The bottom line: Our very capable field commander, General Stanley McChrystal, will have 100,000 American troops by the middle of next year to take the fight to the enemy and regain the initiative in the war. General McChrystal has expressed confidence in his ability to execute his strategy with these resources. He and his superior in the chain of command, General David Petraeus, have earned the right to the nation's confidence in their judgment.
It's also important to note that General McChrystal and his forces have not stood still for the last four months, as the president pondered his options. They have moved rapidly to set the conditions to take advantage of the surge of forces, accomplishing a number of important tasks that will make the job of taking the fight to the enemy in 2010 much easier.
Problems of command-and-control in particular have bedeviled our efforts in Afghanistan, especially in the south where the fight is the most important right now. British forces have been focused on Helmand and Canadian on Kandahar--such that the regions were often called "Helmandshire" and "Canadahar"--but there was no unified approach even within Regional Command South (commanded until recently by a Dutch general without a full staff working for him), let alone between the south and the U.S.-controlled Regional Command East. There was also no operational command in Afghanistan equivalent to the Multinational Corps-Iraq structure. The effort to train Afghan security forces was run from a headquarters that was not part of the same command structure as the U.S. and allied troops on the ground fighting.
These deficiencies made the development and execution of a coherent, theater-wide strategy for fighting the insurgency and building up Afghan forces almost impossible.
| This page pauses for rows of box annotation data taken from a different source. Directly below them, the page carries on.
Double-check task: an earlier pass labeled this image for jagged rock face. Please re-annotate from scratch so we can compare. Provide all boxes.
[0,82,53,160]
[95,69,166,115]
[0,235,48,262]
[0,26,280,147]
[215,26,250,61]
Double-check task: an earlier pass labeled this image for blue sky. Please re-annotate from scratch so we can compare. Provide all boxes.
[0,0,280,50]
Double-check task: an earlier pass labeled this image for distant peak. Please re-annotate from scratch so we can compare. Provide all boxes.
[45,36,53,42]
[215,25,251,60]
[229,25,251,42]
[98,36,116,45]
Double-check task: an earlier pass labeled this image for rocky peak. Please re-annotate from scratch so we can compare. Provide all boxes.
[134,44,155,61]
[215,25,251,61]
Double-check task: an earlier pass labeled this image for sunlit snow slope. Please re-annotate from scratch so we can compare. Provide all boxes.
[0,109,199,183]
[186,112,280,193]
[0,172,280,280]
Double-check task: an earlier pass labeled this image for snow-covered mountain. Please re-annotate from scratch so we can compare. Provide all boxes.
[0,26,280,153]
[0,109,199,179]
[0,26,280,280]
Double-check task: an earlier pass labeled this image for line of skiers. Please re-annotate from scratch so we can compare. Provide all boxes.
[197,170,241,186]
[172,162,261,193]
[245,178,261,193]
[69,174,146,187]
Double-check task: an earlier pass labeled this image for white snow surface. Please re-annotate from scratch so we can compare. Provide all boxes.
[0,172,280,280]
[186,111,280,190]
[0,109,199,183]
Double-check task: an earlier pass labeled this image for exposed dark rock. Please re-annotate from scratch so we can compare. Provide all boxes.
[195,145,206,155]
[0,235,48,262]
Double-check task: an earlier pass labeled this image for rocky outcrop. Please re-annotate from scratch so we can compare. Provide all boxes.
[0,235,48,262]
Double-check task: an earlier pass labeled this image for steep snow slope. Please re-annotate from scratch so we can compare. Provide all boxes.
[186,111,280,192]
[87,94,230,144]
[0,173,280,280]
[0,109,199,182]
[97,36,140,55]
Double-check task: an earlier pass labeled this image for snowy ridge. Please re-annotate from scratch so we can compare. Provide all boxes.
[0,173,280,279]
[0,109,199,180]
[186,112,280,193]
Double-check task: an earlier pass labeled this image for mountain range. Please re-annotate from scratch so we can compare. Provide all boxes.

They generated friction between allies and between the coalition and the Afghans. They played an important role in the deterioration of the situation to this point.
All have now been corrected. Lieutenant-General David Rodriguez (who previously commanded a division in Afghanistan) heads a newly created joint command similar to the Multinational Corps-Iraq headed so successfully by General Ray Odierno during the 2007 surge. Lieutenant-General William Caldwell heads the new NATO training command. The British have deployed a full division headquarters to take control in Regional Command South and enact a coherent plan for the entire region that fits perfectly with McChrystal's overall theater strategy.
Another major flaw in the U.S. and NATO approach to the Afghan conflict was the failure to understand the full nature and scale of the challenge. Some NATO countries did not want to admit that they were fighting a war or a counterinsurgency and such language was avoided. The mission was understood to be supporting the Afghan government without addressingits endemic corruption and abuse of power. Economic activities focused on development--as though what mattered about Afghanistan was its poverty rather than the insurgency.
Additional NATO forces arriving in Afghanistan now know that they are going to fight a counterinsurgency war. General McChrystal's assessment noted that the failings of the Afghan government are as much of a challenge as the enemy's capabilities. The commanders are well aware that they must do more than "connect the government with the people" (the previous mantra), but must also reform and restrain the government while strengthening it. The American aid community and parts of the international aid community are also changing their approaches to recognize that defeating the insurgency and providing security are the pre-requisites to development and anti-poverty efforts.
General McChrystal has in addition improved the effectiveness of the forces he has under his command today. He pulled U.S. troops out of isolated and remote outposts where they were in some cases more targets for the enemy than components of a coherent offensive strategy. He has also taken steps to reduce Afghan civilian casualties.
Perhaps most important, he has transformed the way allied forces work to build the capacity of Afghan Security Forces, importing critical lessons from our experience in Iraq. In addition to mentoring and advising Afghan units with small numbers of embedded trainers, General McChrystal has ordered American combat units to partner with their Afghan counterparts. They plan and conduct operations together as units, share intelligence, and fight together. As we saw in Iraq, a partnership at all levels is the fastest and most effective way to build indigenous combat forces, and it will be the model for U.S. and allied training efforts in Afghanistan from now on.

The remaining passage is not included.